I was tired from carrying luggage and I was burnt out (not to mention the fact that I actually had a viral infection and temperature to go with it- yay for holiday vibes!) so, with this comment, the tears began to flow (after I'd bitten his head off and told him how rude he was, of course.)

I was crying, Etienne was crying, everyone was still rushing past us but now they were staring too and probably wondering why the hell we both looked so sad in our summer hats and sandals. Who could possibly feel down when they're waiting to board a plane to take them on their summer holiday? But I really did feel totally deflated and by this point all I really wanted was the comfort of our home and nobody to look down their nose at my parenting skills based on my sons tantrum in an overwhelming airport. 

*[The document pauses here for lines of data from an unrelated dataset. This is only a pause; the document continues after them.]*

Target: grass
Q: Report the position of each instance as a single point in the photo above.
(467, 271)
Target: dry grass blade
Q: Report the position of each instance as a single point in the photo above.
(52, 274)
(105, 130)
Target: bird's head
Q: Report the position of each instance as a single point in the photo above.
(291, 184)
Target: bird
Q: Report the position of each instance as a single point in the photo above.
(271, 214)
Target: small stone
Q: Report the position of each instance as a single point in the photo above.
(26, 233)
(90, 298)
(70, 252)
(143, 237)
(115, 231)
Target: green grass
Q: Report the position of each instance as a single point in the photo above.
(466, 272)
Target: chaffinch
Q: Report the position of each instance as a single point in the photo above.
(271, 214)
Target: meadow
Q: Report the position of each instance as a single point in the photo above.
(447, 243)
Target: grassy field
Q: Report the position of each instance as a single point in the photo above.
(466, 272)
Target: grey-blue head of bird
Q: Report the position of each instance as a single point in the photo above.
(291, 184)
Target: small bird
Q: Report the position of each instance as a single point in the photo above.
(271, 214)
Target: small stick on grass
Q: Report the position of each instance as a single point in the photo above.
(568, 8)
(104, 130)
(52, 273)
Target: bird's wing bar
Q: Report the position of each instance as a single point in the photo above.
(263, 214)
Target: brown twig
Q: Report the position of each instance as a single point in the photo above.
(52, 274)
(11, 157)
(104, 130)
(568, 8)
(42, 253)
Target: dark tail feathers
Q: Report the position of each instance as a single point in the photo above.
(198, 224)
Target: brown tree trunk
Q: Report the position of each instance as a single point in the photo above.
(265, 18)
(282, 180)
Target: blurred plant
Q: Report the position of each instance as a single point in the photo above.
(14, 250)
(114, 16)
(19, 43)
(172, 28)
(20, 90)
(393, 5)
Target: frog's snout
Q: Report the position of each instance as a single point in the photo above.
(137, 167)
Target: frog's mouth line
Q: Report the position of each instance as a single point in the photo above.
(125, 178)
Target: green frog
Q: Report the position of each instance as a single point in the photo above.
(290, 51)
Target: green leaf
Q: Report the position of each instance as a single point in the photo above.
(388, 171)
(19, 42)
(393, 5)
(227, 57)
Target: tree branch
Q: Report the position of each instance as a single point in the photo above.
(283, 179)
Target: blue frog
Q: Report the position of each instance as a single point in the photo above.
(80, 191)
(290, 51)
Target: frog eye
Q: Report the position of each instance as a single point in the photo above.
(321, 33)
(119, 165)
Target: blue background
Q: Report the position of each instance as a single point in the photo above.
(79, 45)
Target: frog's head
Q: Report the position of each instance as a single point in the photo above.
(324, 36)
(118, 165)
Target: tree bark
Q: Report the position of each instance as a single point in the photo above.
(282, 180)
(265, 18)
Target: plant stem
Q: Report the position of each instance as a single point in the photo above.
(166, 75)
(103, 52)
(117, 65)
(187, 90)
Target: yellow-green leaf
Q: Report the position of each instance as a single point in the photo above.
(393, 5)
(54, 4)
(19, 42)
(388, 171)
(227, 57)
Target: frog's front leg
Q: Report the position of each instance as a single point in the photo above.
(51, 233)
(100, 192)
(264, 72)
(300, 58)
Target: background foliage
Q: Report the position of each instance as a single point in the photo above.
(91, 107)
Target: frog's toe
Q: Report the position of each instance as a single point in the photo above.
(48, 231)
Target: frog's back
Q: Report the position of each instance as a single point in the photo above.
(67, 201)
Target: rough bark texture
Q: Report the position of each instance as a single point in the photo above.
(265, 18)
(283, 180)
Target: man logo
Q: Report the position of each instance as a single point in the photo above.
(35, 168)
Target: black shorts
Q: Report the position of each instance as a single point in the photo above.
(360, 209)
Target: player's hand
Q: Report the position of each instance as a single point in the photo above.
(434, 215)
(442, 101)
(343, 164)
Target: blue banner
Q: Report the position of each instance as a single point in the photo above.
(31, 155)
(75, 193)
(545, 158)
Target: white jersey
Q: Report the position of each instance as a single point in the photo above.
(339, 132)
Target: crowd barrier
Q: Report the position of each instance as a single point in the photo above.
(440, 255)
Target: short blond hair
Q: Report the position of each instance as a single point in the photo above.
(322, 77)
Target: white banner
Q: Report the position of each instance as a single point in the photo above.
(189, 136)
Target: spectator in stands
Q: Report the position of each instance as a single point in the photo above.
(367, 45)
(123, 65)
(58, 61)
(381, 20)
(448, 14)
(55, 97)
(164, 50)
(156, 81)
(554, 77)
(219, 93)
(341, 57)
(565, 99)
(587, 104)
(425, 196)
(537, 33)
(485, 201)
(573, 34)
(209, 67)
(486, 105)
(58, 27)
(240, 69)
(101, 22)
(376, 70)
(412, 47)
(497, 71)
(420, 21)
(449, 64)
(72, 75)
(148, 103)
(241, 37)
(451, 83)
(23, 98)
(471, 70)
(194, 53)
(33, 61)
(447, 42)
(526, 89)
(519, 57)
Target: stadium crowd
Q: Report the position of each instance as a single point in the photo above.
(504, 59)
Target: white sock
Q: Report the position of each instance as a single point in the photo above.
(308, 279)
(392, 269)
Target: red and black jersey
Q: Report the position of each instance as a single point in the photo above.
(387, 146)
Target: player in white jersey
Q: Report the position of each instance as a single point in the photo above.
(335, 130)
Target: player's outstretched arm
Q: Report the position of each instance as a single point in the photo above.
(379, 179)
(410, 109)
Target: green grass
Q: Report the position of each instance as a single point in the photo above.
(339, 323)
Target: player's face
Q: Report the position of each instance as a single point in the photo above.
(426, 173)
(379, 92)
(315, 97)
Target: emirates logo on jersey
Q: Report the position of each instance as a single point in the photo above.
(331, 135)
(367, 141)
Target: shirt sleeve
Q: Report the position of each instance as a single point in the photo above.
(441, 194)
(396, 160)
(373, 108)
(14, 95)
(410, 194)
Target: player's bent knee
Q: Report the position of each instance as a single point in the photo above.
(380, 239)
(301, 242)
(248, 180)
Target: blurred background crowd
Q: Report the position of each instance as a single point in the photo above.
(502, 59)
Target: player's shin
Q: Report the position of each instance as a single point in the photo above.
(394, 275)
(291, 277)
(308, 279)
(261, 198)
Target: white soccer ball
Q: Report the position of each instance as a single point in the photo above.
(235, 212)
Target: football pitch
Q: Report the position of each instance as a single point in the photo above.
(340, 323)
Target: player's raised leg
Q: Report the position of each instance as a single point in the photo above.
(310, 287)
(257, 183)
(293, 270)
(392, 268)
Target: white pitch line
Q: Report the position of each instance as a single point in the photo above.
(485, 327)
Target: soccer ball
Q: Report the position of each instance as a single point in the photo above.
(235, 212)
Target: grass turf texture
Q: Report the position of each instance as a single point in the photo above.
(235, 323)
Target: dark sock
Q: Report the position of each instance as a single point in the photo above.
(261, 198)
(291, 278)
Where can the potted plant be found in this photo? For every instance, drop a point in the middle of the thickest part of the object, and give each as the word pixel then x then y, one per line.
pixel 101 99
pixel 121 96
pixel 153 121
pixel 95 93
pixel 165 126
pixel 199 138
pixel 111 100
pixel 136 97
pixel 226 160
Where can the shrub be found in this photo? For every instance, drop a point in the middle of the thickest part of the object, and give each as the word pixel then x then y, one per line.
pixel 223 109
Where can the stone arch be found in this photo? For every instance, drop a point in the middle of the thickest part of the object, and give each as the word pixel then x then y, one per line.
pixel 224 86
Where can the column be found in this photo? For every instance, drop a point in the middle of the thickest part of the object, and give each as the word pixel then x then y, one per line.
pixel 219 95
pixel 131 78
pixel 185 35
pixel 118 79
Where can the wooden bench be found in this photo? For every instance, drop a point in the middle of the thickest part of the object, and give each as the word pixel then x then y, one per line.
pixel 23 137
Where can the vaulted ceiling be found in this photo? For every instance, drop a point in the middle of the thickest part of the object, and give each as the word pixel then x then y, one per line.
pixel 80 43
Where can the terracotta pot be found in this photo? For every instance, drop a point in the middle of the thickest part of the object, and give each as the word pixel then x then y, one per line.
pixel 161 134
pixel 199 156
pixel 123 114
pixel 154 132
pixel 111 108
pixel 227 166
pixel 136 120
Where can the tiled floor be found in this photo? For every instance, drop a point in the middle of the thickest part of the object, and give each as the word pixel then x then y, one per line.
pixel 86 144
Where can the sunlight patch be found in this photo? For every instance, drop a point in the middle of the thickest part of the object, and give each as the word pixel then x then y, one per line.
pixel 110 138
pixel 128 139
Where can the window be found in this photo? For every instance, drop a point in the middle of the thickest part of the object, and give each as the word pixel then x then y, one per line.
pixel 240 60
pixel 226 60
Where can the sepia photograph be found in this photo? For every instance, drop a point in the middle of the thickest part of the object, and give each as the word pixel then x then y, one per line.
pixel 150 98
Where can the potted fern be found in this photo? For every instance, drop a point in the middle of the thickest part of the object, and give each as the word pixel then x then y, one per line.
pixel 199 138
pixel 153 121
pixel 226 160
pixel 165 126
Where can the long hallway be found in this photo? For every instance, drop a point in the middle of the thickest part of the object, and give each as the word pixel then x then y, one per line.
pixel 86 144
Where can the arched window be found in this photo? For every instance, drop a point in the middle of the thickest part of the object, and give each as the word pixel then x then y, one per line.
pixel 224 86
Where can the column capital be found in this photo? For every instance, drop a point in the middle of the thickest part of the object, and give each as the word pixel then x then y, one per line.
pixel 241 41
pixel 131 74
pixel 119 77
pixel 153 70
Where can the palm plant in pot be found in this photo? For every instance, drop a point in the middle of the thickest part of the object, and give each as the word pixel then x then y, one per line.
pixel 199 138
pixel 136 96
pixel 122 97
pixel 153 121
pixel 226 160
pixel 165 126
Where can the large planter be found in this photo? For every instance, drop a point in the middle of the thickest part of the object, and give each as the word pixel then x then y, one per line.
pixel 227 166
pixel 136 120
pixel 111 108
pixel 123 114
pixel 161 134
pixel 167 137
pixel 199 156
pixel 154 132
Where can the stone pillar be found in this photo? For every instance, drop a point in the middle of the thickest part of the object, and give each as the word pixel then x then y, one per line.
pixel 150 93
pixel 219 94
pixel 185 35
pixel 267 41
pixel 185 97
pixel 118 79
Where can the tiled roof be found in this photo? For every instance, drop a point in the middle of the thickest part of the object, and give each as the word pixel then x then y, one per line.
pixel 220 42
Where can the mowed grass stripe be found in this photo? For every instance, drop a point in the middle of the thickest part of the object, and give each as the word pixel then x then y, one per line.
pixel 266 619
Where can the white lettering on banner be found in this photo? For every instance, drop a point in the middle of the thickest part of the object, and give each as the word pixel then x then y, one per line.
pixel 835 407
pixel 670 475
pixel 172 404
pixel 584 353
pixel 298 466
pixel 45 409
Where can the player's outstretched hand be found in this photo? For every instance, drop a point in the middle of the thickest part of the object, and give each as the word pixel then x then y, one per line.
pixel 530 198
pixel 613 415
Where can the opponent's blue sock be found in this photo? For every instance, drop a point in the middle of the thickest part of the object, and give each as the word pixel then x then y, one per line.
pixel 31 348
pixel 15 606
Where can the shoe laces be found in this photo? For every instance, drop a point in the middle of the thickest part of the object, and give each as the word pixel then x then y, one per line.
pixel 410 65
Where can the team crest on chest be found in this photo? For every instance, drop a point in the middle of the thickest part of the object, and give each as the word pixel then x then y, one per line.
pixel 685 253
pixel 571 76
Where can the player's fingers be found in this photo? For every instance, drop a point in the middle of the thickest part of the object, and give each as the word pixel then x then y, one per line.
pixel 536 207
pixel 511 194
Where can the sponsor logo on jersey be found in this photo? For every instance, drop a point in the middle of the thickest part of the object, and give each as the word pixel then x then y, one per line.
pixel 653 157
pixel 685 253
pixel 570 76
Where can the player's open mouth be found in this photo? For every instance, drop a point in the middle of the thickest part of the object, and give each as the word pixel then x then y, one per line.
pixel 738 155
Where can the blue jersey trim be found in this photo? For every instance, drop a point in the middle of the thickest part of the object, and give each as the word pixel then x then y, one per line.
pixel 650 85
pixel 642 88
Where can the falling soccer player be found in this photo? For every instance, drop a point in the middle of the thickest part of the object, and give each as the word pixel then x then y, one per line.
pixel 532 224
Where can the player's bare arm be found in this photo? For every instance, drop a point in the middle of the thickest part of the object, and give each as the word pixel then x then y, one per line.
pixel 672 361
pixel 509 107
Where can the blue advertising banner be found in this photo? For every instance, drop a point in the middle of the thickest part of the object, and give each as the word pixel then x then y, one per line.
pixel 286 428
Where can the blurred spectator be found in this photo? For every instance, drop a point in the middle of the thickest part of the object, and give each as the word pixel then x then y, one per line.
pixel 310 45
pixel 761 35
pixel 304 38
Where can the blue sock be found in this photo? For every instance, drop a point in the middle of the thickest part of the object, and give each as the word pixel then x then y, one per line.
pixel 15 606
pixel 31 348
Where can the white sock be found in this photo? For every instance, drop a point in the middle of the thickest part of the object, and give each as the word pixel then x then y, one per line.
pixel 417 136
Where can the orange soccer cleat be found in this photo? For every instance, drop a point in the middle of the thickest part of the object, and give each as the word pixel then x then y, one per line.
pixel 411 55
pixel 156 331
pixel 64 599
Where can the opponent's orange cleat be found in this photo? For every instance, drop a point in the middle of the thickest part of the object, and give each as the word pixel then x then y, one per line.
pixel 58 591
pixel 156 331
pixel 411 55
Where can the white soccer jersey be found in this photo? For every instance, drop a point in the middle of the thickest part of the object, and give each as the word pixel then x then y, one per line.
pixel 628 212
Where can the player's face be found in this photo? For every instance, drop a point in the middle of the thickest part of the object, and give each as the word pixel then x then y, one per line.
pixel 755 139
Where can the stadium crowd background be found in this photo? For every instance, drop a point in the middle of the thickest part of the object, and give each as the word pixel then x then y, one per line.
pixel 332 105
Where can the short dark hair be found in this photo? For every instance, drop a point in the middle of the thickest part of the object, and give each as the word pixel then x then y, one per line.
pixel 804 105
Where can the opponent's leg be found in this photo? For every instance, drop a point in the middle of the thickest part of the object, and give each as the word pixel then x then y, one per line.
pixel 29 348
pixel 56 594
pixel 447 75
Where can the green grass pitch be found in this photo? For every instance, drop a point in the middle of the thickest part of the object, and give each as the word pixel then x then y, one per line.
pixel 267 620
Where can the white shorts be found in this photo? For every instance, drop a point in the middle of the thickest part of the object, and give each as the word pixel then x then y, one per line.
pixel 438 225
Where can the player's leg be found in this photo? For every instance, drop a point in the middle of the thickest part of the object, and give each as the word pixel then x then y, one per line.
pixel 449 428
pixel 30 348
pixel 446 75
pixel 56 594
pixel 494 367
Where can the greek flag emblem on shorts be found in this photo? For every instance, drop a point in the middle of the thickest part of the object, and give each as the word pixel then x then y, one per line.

Once we boarded the plane, things took a turn for the better and the rest of the journey proceeded smoothly and,more importantly, happily. My organisation paid off and Etienne enjoyed colouring, stickers and story books on the plane whilst shovelling food into his mouth because eating in the sky is soooo much more exciting than eating on the ground when you're 2 years old... Winking face He was chilled out and he loved looking at the clouds from his window. 

We reached our family's home in France and by this point, the tears in the airport were a distant memory. Needless to say, we enjoyed a week of sunshine and relaxation in the beautiful French countryside.

Of course, our holiday was well worth the awful airport experience and I'd do it all over again (although not just yet!) We've come back feeling rested and we've brought home a whole load of happy memories and maybe even some pretty big future plans up our sleeves... :D 

Yes it can be daunting and intimidating to travel alone with kids but it's so worth it. I would hate for my son to grow up without the memories of family holidays and summer breaks away, even if those  holidays are just within our home country. Everyone needs a change of scenery every now and then. Even children! Especially, the grumpy two year old ones!